Exercise Shields Blood Vessels From Fatty Meals' Influence

Posted by Admin on February 18, 2009

If you exercise vigorously before eating a fatty meal, your arteries will likely still be able to dilate normally in response to the body's requirement for increased blood flow, a recent study has found. It was already known that intense exercise helps artery linings - called the vascular endothelium - to work better. But a recent investigation published in the Journal of the American College of Cardiology points to the role exercise can play in keeping endothelial cells and arteries supple following a fatty meal.

When arteries are fully healthy, the endothelium responds to demands for increased blood flow by emitting nitric oxide and other chemicals. The nitric oxide relaxes the smooth muscle in the arterial walls, allowing the artery to dilate and boost blood flow. Just one fatty meal, however, can affect endothelial cells, suppressing their nitric oxide output and causing arteries to become rigid and stay narrow.

In the experiment, eight healthy men consumed high-fat meals.
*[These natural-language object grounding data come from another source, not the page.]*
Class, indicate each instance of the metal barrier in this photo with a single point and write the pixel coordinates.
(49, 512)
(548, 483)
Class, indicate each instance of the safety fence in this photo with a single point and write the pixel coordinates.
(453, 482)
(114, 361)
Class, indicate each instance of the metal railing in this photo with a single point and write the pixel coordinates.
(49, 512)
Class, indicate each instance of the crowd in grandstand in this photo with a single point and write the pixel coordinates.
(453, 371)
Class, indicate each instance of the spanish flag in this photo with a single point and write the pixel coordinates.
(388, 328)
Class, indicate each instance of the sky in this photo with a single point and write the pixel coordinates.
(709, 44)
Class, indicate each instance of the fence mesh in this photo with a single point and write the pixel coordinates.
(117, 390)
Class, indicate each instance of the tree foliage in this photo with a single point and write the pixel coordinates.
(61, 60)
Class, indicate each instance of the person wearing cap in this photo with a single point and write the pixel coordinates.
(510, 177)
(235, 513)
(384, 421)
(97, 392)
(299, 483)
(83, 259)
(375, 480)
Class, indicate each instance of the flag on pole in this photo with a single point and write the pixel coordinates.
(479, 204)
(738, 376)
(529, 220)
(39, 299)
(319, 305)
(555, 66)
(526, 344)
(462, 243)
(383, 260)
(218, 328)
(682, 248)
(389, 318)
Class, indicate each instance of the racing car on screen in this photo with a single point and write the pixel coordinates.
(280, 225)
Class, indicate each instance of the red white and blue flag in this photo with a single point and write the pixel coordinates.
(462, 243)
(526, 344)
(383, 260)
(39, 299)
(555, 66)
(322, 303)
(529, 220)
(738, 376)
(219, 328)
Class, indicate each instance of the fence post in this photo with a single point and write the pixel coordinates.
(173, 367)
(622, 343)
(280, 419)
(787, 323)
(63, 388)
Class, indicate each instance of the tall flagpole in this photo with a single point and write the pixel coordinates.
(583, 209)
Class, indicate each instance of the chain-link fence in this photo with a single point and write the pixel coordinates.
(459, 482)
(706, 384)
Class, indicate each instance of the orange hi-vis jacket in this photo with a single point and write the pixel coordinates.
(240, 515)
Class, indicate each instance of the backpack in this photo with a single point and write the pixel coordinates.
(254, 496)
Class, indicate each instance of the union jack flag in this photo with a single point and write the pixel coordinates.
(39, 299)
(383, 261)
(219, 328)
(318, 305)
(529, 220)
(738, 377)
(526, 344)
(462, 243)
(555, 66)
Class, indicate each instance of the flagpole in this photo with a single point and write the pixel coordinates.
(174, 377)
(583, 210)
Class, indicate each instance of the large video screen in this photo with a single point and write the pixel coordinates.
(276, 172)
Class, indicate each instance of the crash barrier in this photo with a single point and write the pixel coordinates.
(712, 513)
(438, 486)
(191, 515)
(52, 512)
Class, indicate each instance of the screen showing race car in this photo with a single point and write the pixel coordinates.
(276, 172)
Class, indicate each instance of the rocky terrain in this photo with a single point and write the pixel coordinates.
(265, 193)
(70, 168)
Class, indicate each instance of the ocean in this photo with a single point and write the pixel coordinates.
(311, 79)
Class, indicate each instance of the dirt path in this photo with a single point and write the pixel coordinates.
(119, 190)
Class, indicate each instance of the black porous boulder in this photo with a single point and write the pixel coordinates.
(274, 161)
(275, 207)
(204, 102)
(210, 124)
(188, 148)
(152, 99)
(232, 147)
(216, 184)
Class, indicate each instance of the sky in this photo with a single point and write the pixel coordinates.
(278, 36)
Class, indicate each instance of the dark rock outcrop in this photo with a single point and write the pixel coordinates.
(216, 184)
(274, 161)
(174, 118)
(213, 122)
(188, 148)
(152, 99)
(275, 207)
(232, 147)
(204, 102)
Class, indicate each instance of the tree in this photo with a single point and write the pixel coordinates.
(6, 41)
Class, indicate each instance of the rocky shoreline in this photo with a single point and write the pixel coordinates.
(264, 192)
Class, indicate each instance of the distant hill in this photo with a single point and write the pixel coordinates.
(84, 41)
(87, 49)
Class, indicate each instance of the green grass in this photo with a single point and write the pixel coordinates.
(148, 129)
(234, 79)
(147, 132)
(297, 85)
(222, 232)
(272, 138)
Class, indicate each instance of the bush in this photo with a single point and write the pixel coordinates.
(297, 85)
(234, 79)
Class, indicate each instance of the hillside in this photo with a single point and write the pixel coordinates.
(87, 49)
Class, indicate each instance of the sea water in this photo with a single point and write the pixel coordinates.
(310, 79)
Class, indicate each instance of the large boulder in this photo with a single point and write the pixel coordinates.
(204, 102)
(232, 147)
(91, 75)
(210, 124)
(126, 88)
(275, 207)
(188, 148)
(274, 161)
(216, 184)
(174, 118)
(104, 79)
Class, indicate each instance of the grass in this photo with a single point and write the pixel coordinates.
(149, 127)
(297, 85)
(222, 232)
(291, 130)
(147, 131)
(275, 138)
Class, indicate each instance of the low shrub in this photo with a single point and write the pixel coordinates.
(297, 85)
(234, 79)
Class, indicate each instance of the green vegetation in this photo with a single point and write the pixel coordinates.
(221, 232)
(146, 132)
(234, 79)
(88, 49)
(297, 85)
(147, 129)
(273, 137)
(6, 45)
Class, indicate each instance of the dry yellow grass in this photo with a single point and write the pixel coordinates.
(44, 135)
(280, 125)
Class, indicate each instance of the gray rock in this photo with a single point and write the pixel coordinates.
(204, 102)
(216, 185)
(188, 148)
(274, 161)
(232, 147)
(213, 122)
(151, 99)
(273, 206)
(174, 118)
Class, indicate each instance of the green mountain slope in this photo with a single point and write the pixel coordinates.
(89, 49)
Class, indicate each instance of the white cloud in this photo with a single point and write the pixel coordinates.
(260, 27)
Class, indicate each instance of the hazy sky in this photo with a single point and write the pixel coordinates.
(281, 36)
The researchers tested the subjects before and after the meals to check the functioning of the endothelial cells that line the brachial artery, the artery that supplies blood to the arm. The men took turns engaging in different practices before their meals - either resting for 16-18 hours, exercising at a moderate level of intensity for a set period of time, or exercising strenuously for the same period.

After each high-fat meal, the men were tested, under conditions that required increased blood flow, to see how responsive their brachial arteries were. The men who rested before eating experienced a 10 percent reduction in artery diameter after the fatty meal, and there was no arterial dilation in response to increased blood-flow needs.

The men who exercised moderately also had a 10 percent decrease in artery diameter after eating, but their artery was able to dilate somewhat when they needed more blood flow. Those who exercised vigorously had no reduction in artery diameter after their meal, and experienced normal artery dilation. Exercise's protective effect occurred despite tests that showed increased levels of fat and cholesterol in the blood of these same men after eating.